Von der Generation Z lernen – So reagieren Sie auf Dauerdruck im Job

Druck bei der Arbeit kann beflügeln, aber im hohen Maß auch lähmen – und im schlimmsten Fall krank machen. WELT erklärt, wann Stress im Arbeitsalltag zu viel ist, warum Betroffene die Fehler nicht nur bei sich suchen sollten und was sie von der jungen Generation Z lernen können.

M
it geröteten Augen, nassen Wangen und schlaffen Schultern sitzt Christin K. in ihrer Küche mit ihren Freunden. „Das bin nicht ich”, sagt sie. „Ich will das nicht.“ Mit „das“ meint sie bis in die Nacht hinein zu arbeiten. Seit einem knappen Jahr ist die 27-Jährige Trainee in der Geschäftsführung eines Krankenhauses am Starnberger See.

Strenge Deadlines und die Verantwortung für immense Summen stressen sie, also Aufgaben, für die sie offiziell eigentlich nicht zuständig ist, aber übernehmen muss. Dazu kommen Arbeitstage von zehn Stunden und mehr. Und nun muss ihr Chef auch noch operiert werden.

Dabei wollte Christin eigentlich in ein paar Wochen in Urlaub fahren und zum ersten Mal seit ihrem Jobbeginn währenddessen nicht aufs Handy blicken. „Dann schau, dass bis dahin alles fertig ist“, habe ihr Chef gesagt, mit dem sie sich eigentlich gut verstehe.

Früher sei sie keine Stubenhockerin gewesen.

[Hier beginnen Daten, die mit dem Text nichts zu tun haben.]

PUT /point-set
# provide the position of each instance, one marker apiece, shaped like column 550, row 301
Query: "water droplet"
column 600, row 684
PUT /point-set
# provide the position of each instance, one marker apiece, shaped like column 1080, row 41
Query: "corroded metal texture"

Sie sei weggegangen, habe Sport gemacht und Freunde getroffen. Dafür habe sie seit Monaten keine Kraft mehr. „Im Büro habe ich nicht einmal Zeit für einen Kaffee. Und mein Privatleben besteht darin, dass mein Freund abends vorbeikommt. Er kocht, ich arbeite.“ Danach legten sie sich zusammen mit ihrem Arbeitslaptop ins Bett, den sie erst gegen Mitternacht zuklappe.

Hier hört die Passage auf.